Under different names, humita is known throughout the Americas, especially Spanish America. A sweetened version is preferred in the northwestern parts of Argentina and is made with cheese, onions, lard, and sugar and spiced with cinnamon and nutmeg, or anise. But the following is my favorite.
Even though they are not edible, the corn husks (called chalas in Argentina) enhance the fresh corn aroma of the humita; they are the main seasoning for this very special dish.
SERVINGS
Serves 4
INGREDIENTS
12 ears corn in their husks
Salt
1 cup milk
1 tablespoon cornstarch
1/4 cup olive oil
1 large onion, chopped
1 teaspoon ground cumin
1 teaspoon anise seeds
2 tablespoons brown sugar
Freshly ground black pepper
PREPARATION
1. Bring a large pot of water to a boil. Remove husks from the corn and add them to the pot along with 1 teaspoon salt, and blanch for 3 minutes. Take the pot off the heat, drain the husks, and reserve.
2. Prepare corn kernels as follows: Cut kernels off cobs. Squeeze remaining corn milk out of cobs with the back of a knife, or slice down through the rows of kernels of a few of the ears with a sharp knife and then scrape out the milk and flesh with the back of a knife, then slice off the remaining kernels. Place this in a blender and whiz to a grainy consistency, not a fine puree.
3. In a small bowl, dissolve the cornstarch in the milk. Preheat the oven to 300°F.
4. In a large skillet, heat the oil over medium heat.
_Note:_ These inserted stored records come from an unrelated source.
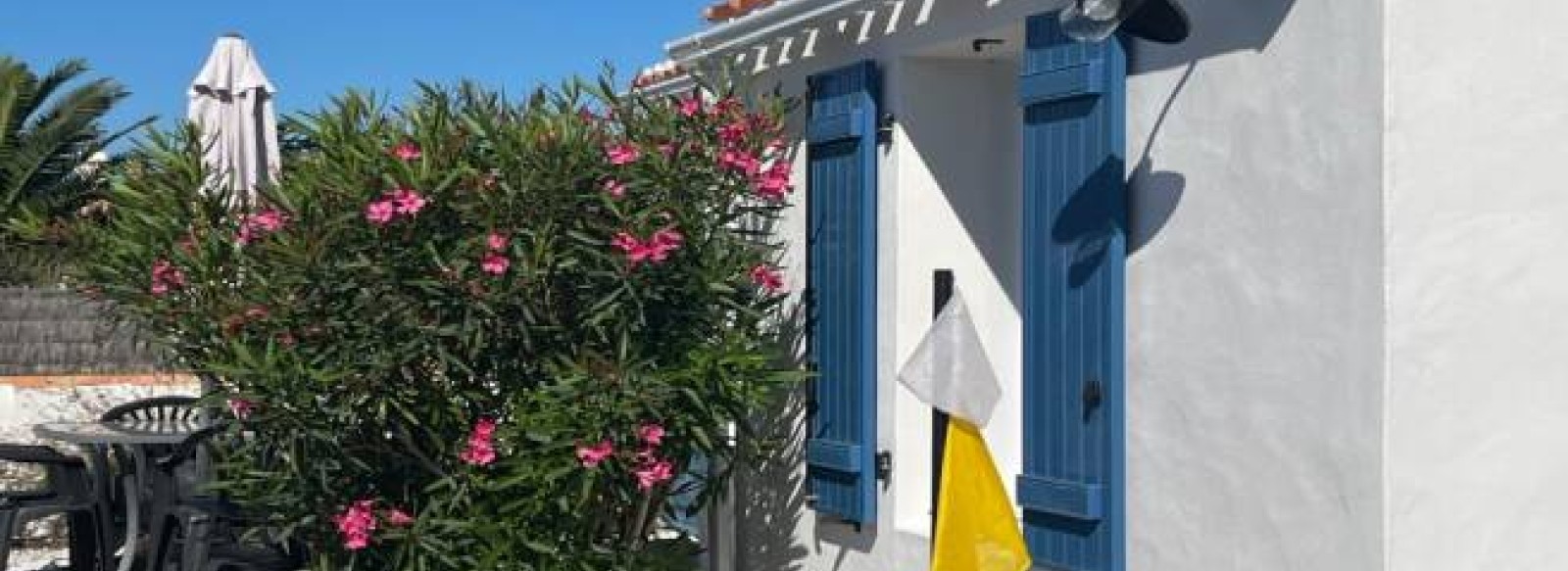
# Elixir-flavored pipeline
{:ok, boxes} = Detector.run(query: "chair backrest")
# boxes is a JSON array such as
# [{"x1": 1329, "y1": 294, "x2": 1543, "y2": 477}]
[{"x1": 99, "y1": 396, "x2": 201, "y2": 422}]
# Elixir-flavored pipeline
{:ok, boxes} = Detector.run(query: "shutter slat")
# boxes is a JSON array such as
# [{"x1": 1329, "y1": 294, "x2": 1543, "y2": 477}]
[
  {"x1": 1017, "y1": 14, "x2": 1126, "y2": 571},
  {"x1": 806, "y1": 61, "x2": 878, "y2": 522}
]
Add the onion and cook for about 3 minutes, or until translucent and softened. Add the cumin, anise seeds, the corn puree, and milk with dissolved cornstarch in it. Bring to a boil and simmer gently until mixture thickens, about 4 to 5 minutes, stirring constantly to prevent sticking. Remove from the heat, stir in brown sugar, and salt and pepper to taste.
5. Butter or oil a Dutch oven with a heavy lid and carefully line it all the way around inside with the
parboiled husks, first the sides and then the bottom. Use scissors to trim husks for the bottom to fit the pot’s dimension. Husks on the sides must be placed with the pointed ends upwards, so they can later be folded over the top of the humita. Pour the humita into the husk-lined pot, fold the pointed husk ends over the top of the mixture and cover completely with additional husks. Place the lid on the pot and bake for about 11/2 hours, until the humita is tender and fluffed up.